Rasisme dalam Islam Memahami Praktik Rasulullah SAW di Madinah

Hindari Debat Kusir  

            Salah satu hal yg harus dihindari kita dalam kehidupan sosial yang sangat majemuk adalah menghindari perbincangan yang mengarah pada debat kusir, debat yang tak berujung dan tak bisa menyimpulkan kebenaran apa pun.  Debat yang hanya adu jotos ucapan, yang hanya akan berujung pada degradasi keakraban antar sesama. 

            Ada satu petuah orang Arab yang cukup penuh hikmah,  إن لم يكن وفاق ففراق, Kalau sudah tidak ada kecocokan, ya berpisah aja. Nah, ini berpisah dalam arti menghindari perdebatan-perdebatan yang tidak positif, bukan berpisah dalam arti perpecahan, apalagi permusuhan.
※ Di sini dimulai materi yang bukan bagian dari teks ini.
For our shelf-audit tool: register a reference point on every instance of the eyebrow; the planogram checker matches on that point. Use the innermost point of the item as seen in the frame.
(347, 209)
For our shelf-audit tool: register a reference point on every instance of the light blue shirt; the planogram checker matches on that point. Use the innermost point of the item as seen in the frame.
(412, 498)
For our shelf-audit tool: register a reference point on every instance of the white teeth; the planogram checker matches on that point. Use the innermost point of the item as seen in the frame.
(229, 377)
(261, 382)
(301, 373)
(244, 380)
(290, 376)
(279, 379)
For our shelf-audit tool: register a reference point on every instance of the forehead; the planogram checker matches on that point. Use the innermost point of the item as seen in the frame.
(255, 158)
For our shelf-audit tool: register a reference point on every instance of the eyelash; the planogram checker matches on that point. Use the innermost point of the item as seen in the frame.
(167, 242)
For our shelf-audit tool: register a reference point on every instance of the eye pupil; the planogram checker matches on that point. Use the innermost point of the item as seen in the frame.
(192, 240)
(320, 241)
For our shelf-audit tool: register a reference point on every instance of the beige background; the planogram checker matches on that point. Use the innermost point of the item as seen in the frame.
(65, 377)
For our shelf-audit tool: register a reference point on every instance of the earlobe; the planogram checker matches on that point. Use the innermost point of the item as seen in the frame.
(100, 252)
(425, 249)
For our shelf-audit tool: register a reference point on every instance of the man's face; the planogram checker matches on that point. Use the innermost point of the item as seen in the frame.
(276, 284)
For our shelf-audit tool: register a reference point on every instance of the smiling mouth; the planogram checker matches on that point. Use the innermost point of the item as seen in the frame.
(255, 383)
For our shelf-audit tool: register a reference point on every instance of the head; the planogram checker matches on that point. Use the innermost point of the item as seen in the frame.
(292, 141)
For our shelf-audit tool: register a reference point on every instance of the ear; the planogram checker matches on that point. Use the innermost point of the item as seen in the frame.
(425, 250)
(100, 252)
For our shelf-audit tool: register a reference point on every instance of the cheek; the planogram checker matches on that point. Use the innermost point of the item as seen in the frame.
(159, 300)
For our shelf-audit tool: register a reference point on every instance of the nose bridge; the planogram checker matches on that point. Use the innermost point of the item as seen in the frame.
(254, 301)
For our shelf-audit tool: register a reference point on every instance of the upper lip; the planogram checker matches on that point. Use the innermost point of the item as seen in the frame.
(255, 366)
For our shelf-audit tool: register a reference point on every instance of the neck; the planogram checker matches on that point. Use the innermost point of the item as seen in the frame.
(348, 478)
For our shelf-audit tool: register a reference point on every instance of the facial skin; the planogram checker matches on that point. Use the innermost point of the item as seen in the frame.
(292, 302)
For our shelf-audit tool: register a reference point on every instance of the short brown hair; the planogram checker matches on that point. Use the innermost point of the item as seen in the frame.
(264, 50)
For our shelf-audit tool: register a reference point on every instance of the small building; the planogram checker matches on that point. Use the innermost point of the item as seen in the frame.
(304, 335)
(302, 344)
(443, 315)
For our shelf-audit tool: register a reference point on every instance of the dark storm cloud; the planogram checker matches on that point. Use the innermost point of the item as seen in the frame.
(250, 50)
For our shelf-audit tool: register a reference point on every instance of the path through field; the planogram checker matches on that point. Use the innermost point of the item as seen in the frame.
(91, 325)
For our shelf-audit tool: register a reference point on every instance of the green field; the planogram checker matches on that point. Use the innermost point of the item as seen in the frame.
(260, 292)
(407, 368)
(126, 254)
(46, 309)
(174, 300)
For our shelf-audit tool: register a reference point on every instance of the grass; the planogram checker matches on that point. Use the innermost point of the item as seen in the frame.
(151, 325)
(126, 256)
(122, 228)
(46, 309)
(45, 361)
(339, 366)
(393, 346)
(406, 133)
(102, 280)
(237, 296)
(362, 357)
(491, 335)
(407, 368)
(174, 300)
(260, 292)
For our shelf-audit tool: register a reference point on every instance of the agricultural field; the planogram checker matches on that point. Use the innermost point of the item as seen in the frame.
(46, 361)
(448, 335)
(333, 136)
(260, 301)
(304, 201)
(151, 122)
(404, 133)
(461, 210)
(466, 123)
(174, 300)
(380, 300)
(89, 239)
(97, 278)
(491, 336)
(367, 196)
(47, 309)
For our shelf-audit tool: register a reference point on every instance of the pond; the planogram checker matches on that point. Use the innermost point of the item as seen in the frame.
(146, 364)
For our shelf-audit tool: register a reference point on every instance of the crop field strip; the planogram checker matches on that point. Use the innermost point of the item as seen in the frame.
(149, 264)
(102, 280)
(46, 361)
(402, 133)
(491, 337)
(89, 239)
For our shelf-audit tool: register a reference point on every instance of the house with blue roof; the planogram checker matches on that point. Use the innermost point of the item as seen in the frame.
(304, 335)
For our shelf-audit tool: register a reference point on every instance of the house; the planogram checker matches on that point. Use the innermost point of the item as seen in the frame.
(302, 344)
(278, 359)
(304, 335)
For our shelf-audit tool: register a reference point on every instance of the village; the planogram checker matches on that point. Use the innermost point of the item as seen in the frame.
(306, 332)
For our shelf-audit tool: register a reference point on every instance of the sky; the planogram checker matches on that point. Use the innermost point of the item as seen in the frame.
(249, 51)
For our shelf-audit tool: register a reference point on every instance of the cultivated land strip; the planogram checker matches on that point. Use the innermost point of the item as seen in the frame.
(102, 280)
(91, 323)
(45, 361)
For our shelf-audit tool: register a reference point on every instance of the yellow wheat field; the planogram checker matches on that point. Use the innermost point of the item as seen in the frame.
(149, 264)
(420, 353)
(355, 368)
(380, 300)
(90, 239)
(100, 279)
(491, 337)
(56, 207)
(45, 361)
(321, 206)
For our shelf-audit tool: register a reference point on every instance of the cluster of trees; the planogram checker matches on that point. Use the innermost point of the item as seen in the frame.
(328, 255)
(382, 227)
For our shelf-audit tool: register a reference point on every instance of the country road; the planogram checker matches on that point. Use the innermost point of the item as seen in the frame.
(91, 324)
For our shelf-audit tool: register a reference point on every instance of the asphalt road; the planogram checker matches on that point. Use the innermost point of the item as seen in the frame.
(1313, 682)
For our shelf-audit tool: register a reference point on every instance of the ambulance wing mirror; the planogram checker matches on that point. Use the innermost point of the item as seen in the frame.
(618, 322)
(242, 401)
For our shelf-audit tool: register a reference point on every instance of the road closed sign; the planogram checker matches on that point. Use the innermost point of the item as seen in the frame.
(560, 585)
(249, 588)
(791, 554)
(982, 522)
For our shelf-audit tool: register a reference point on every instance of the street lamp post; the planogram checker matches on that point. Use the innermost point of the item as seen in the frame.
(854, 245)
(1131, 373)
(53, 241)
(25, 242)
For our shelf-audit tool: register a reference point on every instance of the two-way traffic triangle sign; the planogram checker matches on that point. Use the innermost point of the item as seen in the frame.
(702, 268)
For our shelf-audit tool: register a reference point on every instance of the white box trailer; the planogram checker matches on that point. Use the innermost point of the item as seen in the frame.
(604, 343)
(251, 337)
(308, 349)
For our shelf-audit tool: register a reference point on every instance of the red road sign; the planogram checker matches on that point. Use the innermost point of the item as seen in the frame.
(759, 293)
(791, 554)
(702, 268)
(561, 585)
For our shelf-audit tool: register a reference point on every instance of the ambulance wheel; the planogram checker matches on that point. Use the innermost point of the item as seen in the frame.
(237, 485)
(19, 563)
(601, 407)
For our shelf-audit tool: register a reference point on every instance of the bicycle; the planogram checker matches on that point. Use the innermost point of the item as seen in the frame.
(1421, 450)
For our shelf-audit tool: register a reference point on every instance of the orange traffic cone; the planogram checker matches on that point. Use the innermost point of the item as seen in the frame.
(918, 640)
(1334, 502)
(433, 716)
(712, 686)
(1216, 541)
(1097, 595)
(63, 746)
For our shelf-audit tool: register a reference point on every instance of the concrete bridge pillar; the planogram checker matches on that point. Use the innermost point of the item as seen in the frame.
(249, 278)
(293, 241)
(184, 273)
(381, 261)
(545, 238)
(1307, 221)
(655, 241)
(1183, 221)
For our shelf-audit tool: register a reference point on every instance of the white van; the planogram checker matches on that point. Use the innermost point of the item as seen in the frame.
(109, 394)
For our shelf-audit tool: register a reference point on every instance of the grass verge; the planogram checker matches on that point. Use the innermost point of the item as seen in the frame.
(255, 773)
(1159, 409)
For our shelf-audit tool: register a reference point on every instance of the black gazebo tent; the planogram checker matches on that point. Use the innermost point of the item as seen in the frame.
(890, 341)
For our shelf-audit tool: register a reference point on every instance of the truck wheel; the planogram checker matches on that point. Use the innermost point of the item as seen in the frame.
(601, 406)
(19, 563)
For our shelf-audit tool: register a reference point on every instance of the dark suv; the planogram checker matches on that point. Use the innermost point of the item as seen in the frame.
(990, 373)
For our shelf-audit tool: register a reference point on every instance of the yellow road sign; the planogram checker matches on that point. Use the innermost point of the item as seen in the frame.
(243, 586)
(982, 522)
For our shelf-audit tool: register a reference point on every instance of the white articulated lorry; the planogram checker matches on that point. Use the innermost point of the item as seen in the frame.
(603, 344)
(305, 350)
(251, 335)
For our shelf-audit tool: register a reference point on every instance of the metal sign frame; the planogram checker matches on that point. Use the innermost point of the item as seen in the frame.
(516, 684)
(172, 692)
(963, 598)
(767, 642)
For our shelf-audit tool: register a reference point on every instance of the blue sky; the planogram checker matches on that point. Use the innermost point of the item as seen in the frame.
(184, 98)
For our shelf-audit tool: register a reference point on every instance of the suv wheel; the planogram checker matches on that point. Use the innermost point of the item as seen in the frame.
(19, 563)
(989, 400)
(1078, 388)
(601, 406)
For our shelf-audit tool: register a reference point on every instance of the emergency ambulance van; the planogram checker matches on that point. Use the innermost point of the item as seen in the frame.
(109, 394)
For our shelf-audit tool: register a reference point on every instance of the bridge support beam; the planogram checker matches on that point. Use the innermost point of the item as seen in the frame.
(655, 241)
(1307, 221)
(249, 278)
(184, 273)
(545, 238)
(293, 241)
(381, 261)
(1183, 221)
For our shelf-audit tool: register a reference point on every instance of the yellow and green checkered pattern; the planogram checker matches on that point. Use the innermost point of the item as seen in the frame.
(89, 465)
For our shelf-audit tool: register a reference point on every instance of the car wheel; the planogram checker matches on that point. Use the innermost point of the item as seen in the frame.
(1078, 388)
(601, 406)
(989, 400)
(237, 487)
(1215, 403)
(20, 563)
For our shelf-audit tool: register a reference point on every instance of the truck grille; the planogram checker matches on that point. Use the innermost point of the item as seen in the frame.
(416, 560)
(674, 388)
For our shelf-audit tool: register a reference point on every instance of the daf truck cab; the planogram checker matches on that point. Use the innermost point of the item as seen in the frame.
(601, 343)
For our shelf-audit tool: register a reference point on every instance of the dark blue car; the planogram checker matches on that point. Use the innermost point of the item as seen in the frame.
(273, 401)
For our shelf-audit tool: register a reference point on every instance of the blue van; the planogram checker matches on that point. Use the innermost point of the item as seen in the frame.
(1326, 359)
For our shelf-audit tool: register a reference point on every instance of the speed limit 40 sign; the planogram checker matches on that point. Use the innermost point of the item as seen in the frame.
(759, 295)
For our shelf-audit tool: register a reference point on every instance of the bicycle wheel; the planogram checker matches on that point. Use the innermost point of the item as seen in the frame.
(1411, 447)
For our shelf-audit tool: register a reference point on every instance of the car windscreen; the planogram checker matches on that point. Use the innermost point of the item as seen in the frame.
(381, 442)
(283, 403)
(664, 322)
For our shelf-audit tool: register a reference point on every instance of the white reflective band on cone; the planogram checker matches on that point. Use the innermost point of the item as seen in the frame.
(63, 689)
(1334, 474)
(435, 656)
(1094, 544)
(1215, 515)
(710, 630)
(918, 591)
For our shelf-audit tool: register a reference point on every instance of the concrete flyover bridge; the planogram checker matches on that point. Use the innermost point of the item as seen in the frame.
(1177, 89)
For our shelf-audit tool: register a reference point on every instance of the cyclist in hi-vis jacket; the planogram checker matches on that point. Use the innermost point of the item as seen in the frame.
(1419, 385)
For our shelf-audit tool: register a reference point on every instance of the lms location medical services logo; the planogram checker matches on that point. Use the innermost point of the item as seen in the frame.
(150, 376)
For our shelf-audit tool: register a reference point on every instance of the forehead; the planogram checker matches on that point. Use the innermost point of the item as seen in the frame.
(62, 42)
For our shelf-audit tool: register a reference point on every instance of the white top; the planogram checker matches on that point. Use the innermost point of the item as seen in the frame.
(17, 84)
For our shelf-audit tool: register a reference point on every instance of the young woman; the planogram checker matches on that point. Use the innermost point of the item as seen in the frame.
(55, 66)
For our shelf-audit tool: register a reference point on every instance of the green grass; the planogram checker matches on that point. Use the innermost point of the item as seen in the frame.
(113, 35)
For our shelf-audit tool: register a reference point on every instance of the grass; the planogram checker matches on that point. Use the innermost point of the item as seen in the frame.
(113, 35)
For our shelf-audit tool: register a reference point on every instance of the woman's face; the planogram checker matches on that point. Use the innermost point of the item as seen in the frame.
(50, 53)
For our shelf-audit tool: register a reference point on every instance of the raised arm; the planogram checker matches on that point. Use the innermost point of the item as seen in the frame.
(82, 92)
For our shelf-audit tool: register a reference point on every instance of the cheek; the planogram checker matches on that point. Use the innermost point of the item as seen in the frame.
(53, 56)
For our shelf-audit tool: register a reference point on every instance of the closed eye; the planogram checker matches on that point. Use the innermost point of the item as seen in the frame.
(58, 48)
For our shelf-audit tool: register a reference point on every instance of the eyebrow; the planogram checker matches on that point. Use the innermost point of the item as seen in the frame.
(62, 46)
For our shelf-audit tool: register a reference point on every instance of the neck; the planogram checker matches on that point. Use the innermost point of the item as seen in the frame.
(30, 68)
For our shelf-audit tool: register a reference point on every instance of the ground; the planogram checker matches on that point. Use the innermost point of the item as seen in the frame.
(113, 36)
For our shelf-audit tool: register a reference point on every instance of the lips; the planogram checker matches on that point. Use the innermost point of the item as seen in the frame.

Betul, bahwa manusia hanya terbagi dalam 2 kelompok,  yaitu baik (salih) dan buruk (durhaka), sebagaimana disebutkan Baginda Nabi :

فالناسُ رجلانِ : رجلٌ بَرٌّ تَقِيٌّ كريمٌ على اللهِ وفاجرٌ شَقِيٌّ هَيِّنٌ على اللهِ 

 “Manusia hanya ada dua jenis golongan, yaitu orang baik, punya ketakwaan, mulia di hadapan Tuhannya, dan manusia yang buruk , durhaka, dan terhina di hadapan Tuhannya.             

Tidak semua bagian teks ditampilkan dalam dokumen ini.